The list of the top 10 genes (by citations) returns reassuringly familiar names. If anything, the gene ID search returns a list closer to what one might expect from how "famous" the genes tend to be, suggesting that it's less susceptible to variability due to the use of the particular name in the literature. For example, it's surprising that TP53 doesn't make the top 10 in the gene name search, probably because it's more frequently referred to by its protein name, p53, than its official gene name, TP53. Similarly, FOS is number 4 on the gene name list, but it's certainly not as well known as NFKB1 or KRAS, both of which make the top 10 by gene ID but not by gene name. A quick scan of the search results for "FOS" revealed hits not only for the gene FOS, but also false positives like "fructooligosaccharide" (FOS), "Framingham Offspring Study" (FOS), and "foot orthoses" (FOs).

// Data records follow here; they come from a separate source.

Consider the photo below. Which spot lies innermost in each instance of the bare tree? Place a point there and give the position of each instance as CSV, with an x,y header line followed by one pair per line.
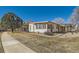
x,y
74,18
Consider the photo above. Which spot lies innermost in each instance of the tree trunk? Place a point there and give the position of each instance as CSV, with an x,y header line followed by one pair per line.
x,y
12,30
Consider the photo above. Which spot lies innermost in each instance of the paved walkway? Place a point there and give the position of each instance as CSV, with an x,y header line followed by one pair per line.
x,y
11,45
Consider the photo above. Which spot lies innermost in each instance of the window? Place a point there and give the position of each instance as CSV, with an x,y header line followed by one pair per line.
x,y
40,26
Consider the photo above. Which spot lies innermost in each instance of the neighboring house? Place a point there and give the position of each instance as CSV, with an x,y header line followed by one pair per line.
x,y
43,27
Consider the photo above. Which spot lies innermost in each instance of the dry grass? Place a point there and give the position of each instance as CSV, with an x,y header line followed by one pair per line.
x,y
48,44
1,47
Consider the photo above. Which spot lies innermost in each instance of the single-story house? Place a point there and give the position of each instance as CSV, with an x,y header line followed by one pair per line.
x,y
45,27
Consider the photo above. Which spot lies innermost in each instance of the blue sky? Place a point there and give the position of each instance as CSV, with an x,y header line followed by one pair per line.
x,y
39,13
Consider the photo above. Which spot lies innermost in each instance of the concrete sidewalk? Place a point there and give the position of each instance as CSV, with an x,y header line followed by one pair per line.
x,y
11,45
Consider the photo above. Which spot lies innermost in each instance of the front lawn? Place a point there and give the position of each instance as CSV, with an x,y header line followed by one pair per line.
x,y
48,44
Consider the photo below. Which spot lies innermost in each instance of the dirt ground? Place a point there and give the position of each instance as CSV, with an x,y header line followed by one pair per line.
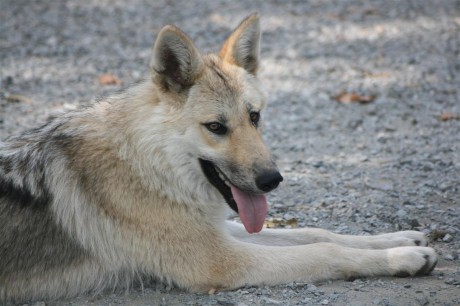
x,y
363,117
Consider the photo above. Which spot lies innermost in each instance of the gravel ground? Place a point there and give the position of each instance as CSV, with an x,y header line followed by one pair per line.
x,y
362,168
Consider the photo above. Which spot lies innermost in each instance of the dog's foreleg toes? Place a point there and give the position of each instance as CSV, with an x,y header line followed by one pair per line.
x,y
427,267
412,261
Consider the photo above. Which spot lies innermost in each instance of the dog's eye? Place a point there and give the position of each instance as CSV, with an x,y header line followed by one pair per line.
x,y
254,116
216,128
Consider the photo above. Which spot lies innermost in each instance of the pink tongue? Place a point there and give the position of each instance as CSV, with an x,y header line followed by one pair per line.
x,y
251,208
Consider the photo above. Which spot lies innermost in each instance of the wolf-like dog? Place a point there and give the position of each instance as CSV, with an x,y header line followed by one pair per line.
x,y
141,183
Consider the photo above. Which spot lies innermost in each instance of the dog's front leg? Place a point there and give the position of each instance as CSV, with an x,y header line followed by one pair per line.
x,y
286,237
252,264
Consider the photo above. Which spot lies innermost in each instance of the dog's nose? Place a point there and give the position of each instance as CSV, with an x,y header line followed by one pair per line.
x,y
268,180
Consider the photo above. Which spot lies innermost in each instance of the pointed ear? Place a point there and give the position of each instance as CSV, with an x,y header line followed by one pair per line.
x,y
242,47
175,60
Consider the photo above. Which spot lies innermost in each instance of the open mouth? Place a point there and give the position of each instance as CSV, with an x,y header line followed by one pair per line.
x,y
218,180
252,208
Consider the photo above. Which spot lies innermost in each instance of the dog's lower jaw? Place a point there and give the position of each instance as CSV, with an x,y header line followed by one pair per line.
x,y
212,174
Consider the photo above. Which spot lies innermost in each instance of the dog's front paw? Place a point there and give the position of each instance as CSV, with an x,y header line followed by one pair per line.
x,y
411,261
404,238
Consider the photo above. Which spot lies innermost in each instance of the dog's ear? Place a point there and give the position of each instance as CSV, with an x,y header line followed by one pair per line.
x,y
242,47
175,60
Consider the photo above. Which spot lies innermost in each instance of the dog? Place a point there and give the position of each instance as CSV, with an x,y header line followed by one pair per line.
x,y
140,184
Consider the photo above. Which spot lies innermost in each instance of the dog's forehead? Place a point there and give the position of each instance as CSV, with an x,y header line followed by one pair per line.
x,y
231,86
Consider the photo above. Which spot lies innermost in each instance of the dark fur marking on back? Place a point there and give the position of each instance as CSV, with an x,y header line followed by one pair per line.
x,y
22,196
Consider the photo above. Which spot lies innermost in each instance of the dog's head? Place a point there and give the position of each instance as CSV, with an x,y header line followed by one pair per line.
x,y
220,105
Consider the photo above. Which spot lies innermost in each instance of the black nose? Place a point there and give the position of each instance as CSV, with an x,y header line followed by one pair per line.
x,y
268,180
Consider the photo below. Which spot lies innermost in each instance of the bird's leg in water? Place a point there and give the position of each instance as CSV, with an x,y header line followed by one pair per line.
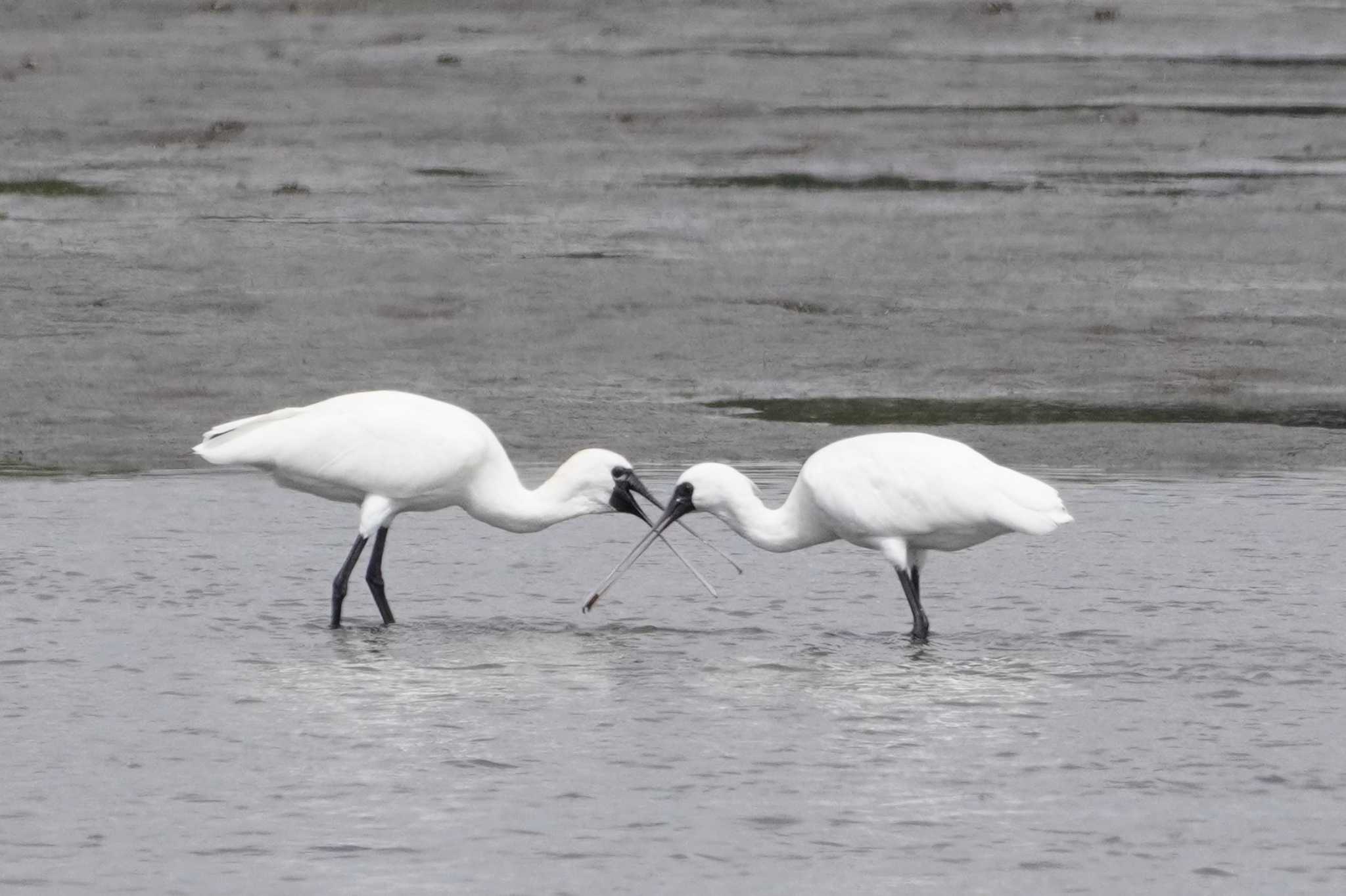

Rank By gene name (refs) By gene ID (refs)
1 CASP3 (47320) TP53 (7598)
2 EGFR (38072) EGFR (4056)
3 MYC (30819) NFKB1 (2508)
4 FOS (27521) AKT1 (2370)
5 ERBB2 (23076) BRCA1 (2304)
6 MTOR (18677) ERBB2 (2107)
7 MAPK1 (12766) MAPK1 (1719)
8 BRCA1 (12458) KRAS (1609)
9 CDKN1A (12266) PTEN (1571)
10 MAPK3 (12144) BRAF (1503)

The genes with the fewest citations have a surprisingly small number of references given that they were explicitly included in a curated set of key Ras pathway genes. Many of them are lesser-known isoforms of widely-studied gene families (e.g., SPRED3, RASA2, PIK3R5/6):

Rank By gene name (refs) By gene ID (refs)
218 PIK3R5 (12) RALGAPA2 (13)
219 SPRED3 (10) RASGRP4 (13)
220 EXOC1 (7) SPRY3 (12)
221 RALGAPA1 (7) RASA2 (11)
222 RASSF9 (6) RASSF10 (11)
223 CYTH2 (4) RGL1 (11)
224 EXOC6 (4) RASSF9 (10)
225 RALGAPA2 (4) SPRED3 (8)
226 RASAL3 (3) RASAL3 (7)
227 PIK3R6 (1) RGL3 (5)

There are of course many other ways to assemple corpora, including systematic use of gene synonyms, exploiting MeSH terms and other metadata, as well as using other search tools (e.g., CrossRef). These were two very simple ways to get a sense of the scale of the relevant literature, with an expansive and a restricted search giving rough upper and lower bounds. My conclusion is that the curated references in Entrez Gene are less likely to contain false positives, with the downside of missing many potentially relevant articles. Given that the size of the corpus returned by Entrez Gene search is smaller, I'll use this set of roughly ~54k papers for an initial pilot study in machine reading for mechanisms.

In a subsequent post, I'll look at what fraction of the articles in these two corpora are available for text mining from Pubmed Central.